Huckabee, a Southern Baptist preacher, has come from far behind the pack of candidates to seize the GOP lead in Iowa. Romney, the front-runner for months, is fiercely challenging him to gain ground back. Thompson trails both and is hoping to benefit from daily skirmishing between the two.
In Muscatine on Thursday, Romney dismissed the jabs from Huckabee and Thompson, saying he didn't believe voters choose their president based on "the pocket book" of a candidate.
"We've had great presidents of different economic status from the Bush family and the Reagan family and others. So I don't think an appeal to the differences in income is a successful political strategy," he told reporters.
Indeed, the class arguments may not hold much weight.
For starters, the country hasn't shied away from electing men born into wealth, such as Republican George W. Bush and Democrat John F. Kennedy. And neither Huckabee nor Thompson is struggling to make ends meet like many Americans.
Some polls suggest most people don't really resent the rich; they just want to join them.
However, two-thirds of people in a Gallup Poll in April said the distribution of money and wealth in the country is not fair, and only a third of people in a Gallup Poll in November 2006 said they'd be happier if they were rich.
Class warfare has marked the Democratic presidential race all year.
John Edwards — who goes home to a 28,000-square-foot North Carolina estate when he's not campaigning — complains about the lack of attention to the "two Americas" that separate the poor from the rich. Hillary Rodham Clinton — a senator and former first lady — says it's OK for her to accept lobbyist donations because it keeps her in touch with the issues of the working class.
The issue emerged in the Republican race during a debate Wednesday in Johnston, Iowa, near Des Moines.
Given the chance to make a 30-second statement, Huckabee said the president should not represent "a ruling class" but "a servant class."
"I can tell you that it's a long way from the little rent house I grew up in to this stage. I'm still in awe that this country would afford kids like me the opportunity to be a president. I'll try not to forget where I came from and where this country needs to go," he said.

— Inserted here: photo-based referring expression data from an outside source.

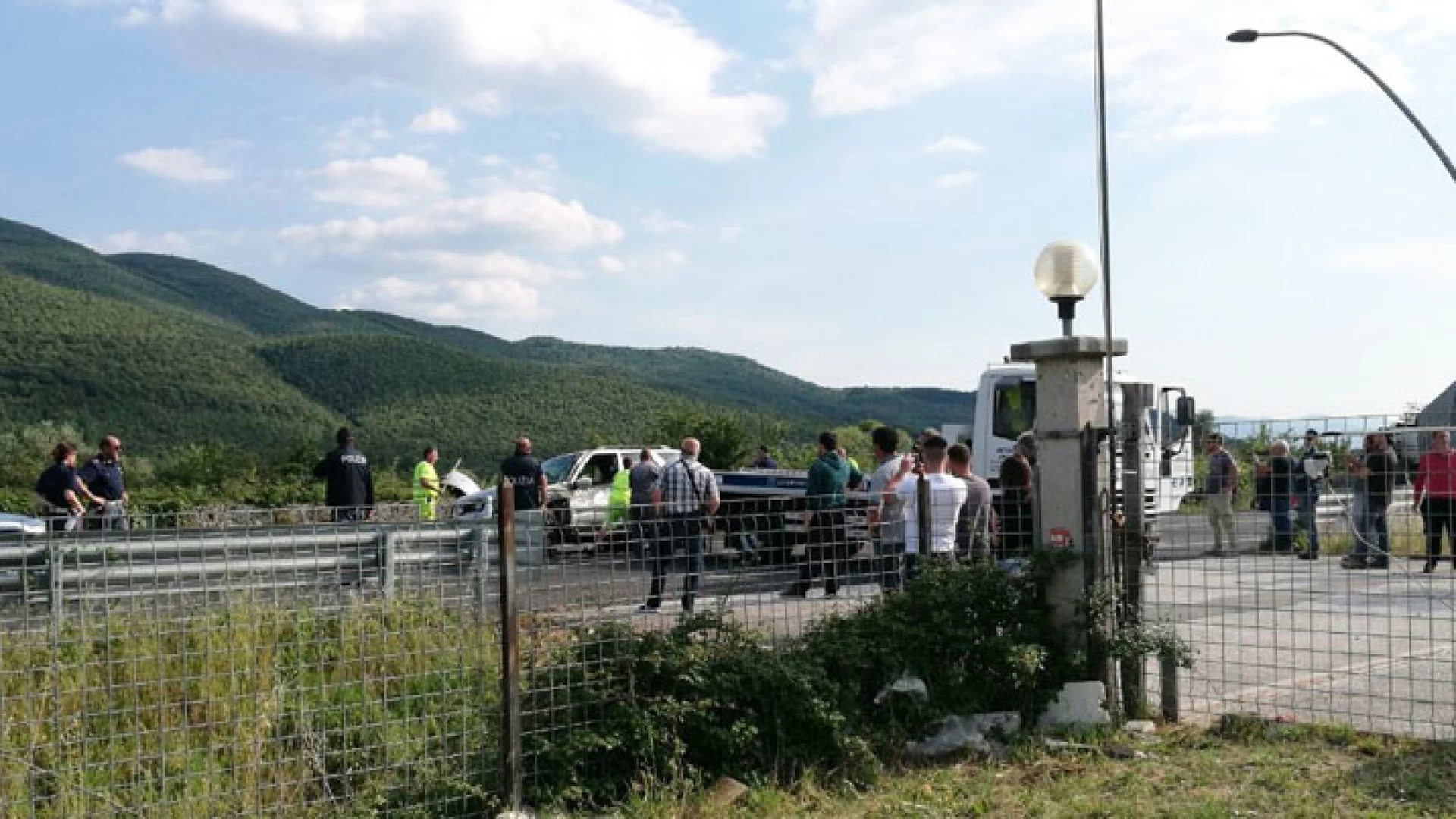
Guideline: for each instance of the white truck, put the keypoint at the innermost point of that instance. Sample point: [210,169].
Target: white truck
[1006,407]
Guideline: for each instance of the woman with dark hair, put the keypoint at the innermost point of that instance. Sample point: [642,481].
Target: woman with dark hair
[60,490]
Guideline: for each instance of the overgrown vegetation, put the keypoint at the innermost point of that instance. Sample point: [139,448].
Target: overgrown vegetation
[707,698]
[251,710]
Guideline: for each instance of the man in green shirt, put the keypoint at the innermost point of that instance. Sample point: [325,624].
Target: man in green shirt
[425,484]
[827,538]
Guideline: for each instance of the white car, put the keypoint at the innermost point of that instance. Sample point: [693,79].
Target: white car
[579,490]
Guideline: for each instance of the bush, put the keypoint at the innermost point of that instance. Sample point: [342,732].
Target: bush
[702,700]
[981,639]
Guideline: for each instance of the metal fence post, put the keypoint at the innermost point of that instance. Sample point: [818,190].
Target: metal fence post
[389,541]
[1169,689]
[55,563]
[510,651]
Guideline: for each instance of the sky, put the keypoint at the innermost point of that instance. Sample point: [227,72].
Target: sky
[852,191]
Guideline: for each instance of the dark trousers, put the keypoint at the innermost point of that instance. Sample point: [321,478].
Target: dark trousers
[1283,526]
[824,553]
[1439,515]
[677,531]
[1373,534]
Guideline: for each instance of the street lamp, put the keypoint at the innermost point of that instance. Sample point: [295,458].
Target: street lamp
[1066,273]
[1250,36]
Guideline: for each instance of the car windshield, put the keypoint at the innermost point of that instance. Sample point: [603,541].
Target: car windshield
[558,468]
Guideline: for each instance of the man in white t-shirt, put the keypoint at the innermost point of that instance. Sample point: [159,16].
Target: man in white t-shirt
[946,497]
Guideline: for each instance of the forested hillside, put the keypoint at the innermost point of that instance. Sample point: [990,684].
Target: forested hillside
[174,353]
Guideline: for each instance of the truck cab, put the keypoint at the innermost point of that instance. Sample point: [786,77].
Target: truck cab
[1006,407]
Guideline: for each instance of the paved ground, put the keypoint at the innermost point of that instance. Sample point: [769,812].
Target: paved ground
[1279,635]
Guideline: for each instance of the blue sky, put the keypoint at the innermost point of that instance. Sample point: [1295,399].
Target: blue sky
[852,191]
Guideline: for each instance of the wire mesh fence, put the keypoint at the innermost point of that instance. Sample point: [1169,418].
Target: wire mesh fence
[1299,575]
[383,665]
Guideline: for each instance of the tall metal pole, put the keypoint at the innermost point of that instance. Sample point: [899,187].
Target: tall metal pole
[1107,253]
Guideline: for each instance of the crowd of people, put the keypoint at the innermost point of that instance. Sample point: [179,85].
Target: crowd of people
[1289,485]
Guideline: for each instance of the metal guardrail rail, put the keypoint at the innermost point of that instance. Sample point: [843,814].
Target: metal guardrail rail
[73,567]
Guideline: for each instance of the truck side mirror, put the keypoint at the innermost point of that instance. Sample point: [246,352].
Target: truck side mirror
[1187,411]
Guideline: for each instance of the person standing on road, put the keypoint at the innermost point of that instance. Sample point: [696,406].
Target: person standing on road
[102,477]
[824,497]
[973,528]
[948,494]
[424,484]
[686,499]
[61,491]
[1280,488]
[1379,471]
[528,483]
[1222,482]
[1310,483]
[1017,513]
[641,513]
[887,523]
[1436,497]
[348,482]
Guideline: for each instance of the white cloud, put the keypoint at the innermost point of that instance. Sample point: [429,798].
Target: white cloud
[177,165]
[525,215]
[1423,259]
[381,183]
[436,121]
[952,145]
[661,223]
[957,180]
[449,299]
[166,242]
[357,136]
[638,67]
[1169,69]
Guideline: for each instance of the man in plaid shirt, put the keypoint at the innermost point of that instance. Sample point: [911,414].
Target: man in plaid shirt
[686,494]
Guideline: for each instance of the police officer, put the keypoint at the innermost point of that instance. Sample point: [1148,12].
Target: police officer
[348,482]
[104,477]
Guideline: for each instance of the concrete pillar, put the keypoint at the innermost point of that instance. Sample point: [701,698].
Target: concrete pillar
[1071,407]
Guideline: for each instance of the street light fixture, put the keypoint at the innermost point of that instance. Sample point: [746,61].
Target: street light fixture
[1250,36]
[1066,271]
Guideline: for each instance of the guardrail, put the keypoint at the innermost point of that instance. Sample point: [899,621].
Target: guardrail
[55,569]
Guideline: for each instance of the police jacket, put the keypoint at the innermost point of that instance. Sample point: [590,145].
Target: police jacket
[348,480]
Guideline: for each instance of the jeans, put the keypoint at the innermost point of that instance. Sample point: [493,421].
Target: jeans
[1220,518]
[824,553]
[1283,526]
[1307,519]
[1439,515]
[677,531]
[1373,532]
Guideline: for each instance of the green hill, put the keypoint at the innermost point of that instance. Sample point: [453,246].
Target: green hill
[171,352]
[159,378]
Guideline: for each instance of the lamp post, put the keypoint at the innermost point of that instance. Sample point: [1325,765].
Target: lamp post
[1066,271]
[1250,36]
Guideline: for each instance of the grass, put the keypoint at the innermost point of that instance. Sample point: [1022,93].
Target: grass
[1244,767]
[248,710]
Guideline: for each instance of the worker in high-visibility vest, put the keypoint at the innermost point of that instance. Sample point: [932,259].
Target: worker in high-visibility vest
[425,484]
[620,497]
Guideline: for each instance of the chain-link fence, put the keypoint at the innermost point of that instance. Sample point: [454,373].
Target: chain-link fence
[1299,575]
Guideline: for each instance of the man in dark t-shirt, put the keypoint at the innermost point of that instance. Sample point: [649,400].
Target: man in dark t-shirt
[348,480]
[526,477]
[1379,471]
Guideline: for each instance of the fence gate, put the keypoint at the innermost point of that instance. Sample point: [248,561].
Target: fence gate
[1357,632]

The former Arkansas governor frequently spins the tale to voters of his cash-strapped upbringing in the little town of Hope, Ark. But he's hardly a pauper these days, and used a gift registry to help furnish his new home after leaving the governor's mansion where he lived for 10 years. He made nearly $75,000 as Arkansas governor plus a pension and also has brought in $300,000 in book sales, royalties and honoraria. He has between $331,000 and $815,000 in investments, and tens of thousands of dollars in savings and stocks.
Thompson made his tax-bracket remark as he answered a question about taxes.
In his Southern drawl, he always reminds voters of his early small-town boyhood in tiny Lawrenceburg, Tenn. However, during his eight years in the Senate, he made the rounds on Washington's exclusive party circuit, and he spent more then a decade in Hollywood circles while he starred in TV shows and big-screen films. He made millions as an actor and now lives in a Washington, D.C., suburb.
Unlike the two of them, Romney has a privileged pedigree, having grown up in tony Bloomfield Hills, Mich., as the son of a former governor and chairman of American Motors. After leaving home, Romney attended Harvard law and business schools, and quickly earned millions of dollars as a venture capitalist. He has three homes, a colonial in Belmont, Mass., that has a tennis court, a lakeside house in Wolfeboro, N.H., with a boat house and stables, and a wood-beamed ski house in Deer Valley, Utah.
He glosses over all that as he campaigns, mindful that much of the country probably can't relate.
Despite his background, Romney says his policies on immigration, spending, and health care could appeal to those in the middle class and below.
"I'm proud of the record that I have in making the difference in the lives of everyday Americans," he says.